= The Scent of the Beast =

The Scent of the Beast is a 1992 role-playing adventure for Talislanta published by Wizards of the Coast.

==Plot summary==
The Scent of the Beast is an adventure in which the player characters escort a trade barge while looking for a traitor.

==Publication history==
Shannon Appelcline noted that in addition to The Primal Order, Wizards of the Coast "was simultaneously pushing other releases forward. The most notable of these was Jonathan Tweet's revision of the Talislanta Guidebook (1992), which was soon followed by the adventure The Scent of the Beast (1992), Wizard's first fiction book, Tales of Talislanta (1992), and other Talislanta releases; Wizards would produce over a half-dozen books for Talislanta through 1994."

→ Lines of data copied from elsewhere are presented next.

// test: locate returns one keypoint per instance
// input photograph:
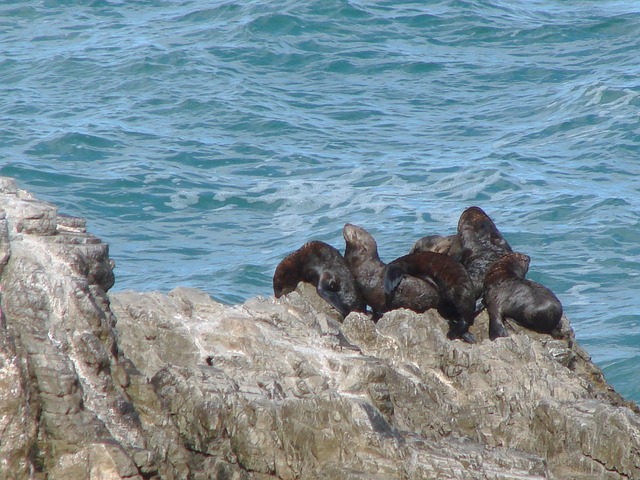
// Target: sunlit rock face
(148, 385)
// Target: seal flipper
(329, 289)
(392, 278)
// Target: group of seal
(458, 275)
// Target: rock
(178, 386)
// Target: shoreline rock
(147, 385)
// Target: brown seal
(507, 294)
(324, 267)
(482, 244)
(457, 301)
(449, 245)
(361, 255)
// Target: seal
(482, 244)
(507, 294)
(324, 267)
(457, 301)
(449, 245)
(361, 255)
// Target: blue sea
(205, 140)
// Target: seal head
(361, 255)
(449, 245)
(482, 244)
(324, 267)
(455, 290)
(509, 295)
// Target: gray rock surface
(147, 385)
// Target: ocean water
(205, 140)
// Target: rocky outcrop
(147, 385)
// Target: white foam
(183, 199)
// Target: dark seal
(324, 267)
(507, 294)
(482, 244)
(457, 301)
(361, 255)
(449, 245)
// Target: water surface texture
(206, 140)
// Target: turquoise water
(205, 140)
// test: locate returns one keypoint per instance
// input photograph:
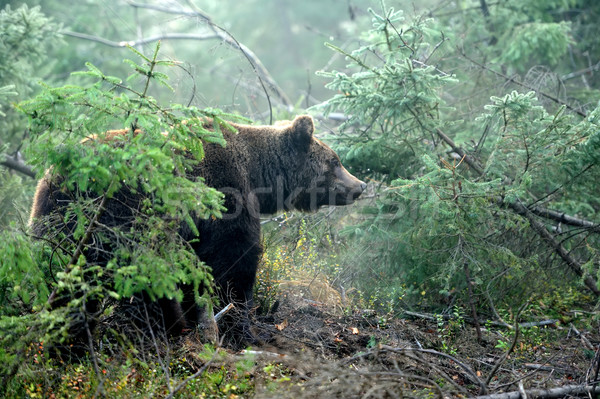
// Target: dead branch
(227, 38)
(138, 42)
(537, 226)
(494, 323)
(222, 312)
(561, 217)
(559, 392)
(565, 255)
(526, 86)
(509, 351)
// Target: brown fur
(262, 169)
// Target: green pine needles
(70, 138)
(459, 205)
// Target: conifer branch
(526, 86)
(17, 164)
(536, 225)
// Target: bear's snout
(349, 187)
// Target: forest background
(474, 122)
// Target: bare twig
(526, 86)
(222, 312)
(543, 232)
(509, 351)
(193, 376)
(559, 392)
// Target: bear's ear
(302, 131)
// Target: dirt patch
(327, 353)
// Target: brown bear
(261, 170)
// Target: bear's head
(318, 176)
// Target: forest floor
(320, 351)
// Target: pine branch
(17, 164)
(537, 226)
(217, 33)
(526, 86)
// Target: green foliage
(388, 93)
(439, 216)
(27, 38)
(149, 159)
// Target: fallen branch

The Scent of the Beast is the first adventure published for the third edition of Talislanta.

==Reception==
Mark A. Santillo reviewed The Scent of the Beast in White Wolf #37 (July/Aug., 1993), rating it a 5 out of 5 and stated that "This is one of the most complete and thorough modules I have read. All the information you need to run the adventure in there. NPCs are well-crafted to match the level of beginning players, yet still challenge them and provoke their interest. All the details compose a lively portrait of Sindaran life and customs that will enhance any future adventures there."